Naomi Friend - Arable Visions

I am excited to share the images created by a grad student I have had the pleasure to work with since she was in my course last year. http://naomifriend.com/

Arable Visions 
by Naomi Friend

“So long as we live, we are going to be living with skylarks, nightingales, daffodils, waterfowl, streams, forests, mountains, and all the other creatures that romantic poets and artists have yearned toward. And by the way we live we will determine whether or not those creatures will live.”

− Wendell Berry, from The Whole Horse

Making art is like working with the land. It is a struggle to make something out of marks that cannot be erased or moved. The struggle is for control and also for a loss of it.  In the Midwest, we are continually working the soil, digging, planting, and nurturing – it is what our lives are about. My artwork is about the desire for whole relationships and whole communities, but also recognizes the complexities that arise in a contemporary world.
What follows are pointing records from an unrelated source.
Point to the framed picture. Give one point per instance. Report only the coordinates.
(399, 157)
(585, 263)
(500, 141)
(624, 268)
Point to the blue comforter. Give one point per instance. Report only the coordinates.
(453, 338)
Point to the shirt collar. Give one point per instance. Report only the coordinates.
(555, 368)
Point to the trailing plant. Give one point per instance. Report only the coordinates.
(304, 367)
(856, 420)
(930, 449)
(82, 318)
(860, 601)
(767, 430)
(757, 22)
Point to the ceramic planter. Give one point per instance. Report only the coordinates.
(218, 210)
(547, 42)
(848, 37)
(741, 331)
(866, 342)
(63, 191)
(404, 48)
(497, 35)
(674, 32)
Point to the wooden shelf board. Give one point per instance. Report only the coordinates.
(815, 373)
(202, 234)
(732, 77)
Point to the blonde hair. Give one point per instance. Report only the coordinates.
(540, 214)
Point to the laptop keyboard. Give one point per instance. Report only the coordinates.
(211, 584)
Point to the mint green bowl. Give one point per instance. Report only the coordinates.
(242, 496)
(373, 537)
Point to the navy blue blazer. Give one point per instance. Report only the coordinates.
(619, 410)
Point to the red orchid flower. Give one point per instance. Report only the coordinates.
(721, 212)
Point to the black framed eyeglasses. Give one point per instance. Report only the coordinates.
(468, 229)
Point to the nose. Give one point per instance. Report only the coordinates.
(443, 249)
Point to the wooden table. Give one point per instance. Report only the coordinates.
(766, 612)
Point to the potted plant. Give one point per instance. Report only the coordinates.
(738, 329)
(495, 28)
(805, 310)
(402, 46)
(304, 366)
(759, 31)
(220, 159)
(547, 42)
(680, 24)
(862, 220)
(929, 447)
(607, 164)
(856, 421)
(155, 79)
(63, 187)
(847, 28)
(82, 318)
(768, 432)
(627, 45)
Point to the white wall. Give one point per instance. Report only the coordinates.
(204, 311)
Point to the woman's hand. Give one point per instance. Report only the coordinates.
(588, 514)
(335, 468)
Through the process of creating artwork, I re-frame my memories and ideas (which have been developed by my response to my community) and turn them into physical, tangible objects – pieces of art.

I create the work because I sense in myself a divorce from the land and food growing, even though I live in the heart of the Midwest. This alarms me because to be separated from that which is physical and essential seems to be a symptom of a deeper sickness. It allows ideas to be only ideas: they take no form or action, and dreams do not come to fruition. By the work of our hands we live, and without it we die.  My urbanized context allows me to live in ignorance; I do not know how the work of my hands brings me nourishment except in a very abstract economic sense, and yet, I live. It seems that something is disconnected.

The spaces I create act as a parallel space for contemplation and reflection. By submitting to this parallel world created by my imagery, I can see myself within a new context, and this helps change how I see myself.  I hope others will see themselves in a new way as well. The art is intended to be more than an act of simple meditation, but a spur or catalyst. I hope to create a space for dialogue to get to know our disconnection from our land.

 “There is what my reason tells me. There is what my church tells me. There is what my dreams tell me. There is what this land tells me. I’m coming to accept that I’ll never bring all those things together before I die. But on my strongest days, I can tell myself without guilt or fear, it is not paganism or idolatry or sacrilege or sin. It is just what I know. And what they tell me, these things I finally let myself trust, is what we’re doing to this land is not only murder. It is suicide.”

− Ann Pancake, from Strange As This Weather Has Been



























1 comment:

  1. Very inspiring. But these images looking like there were taken with a fisheye lens are drawing or paintings, right? Blue images are cyanotypes with drawing right? Sorry for being technical, but these aesthetic is excellent and I love it totally, so I'm intrigued! Thx.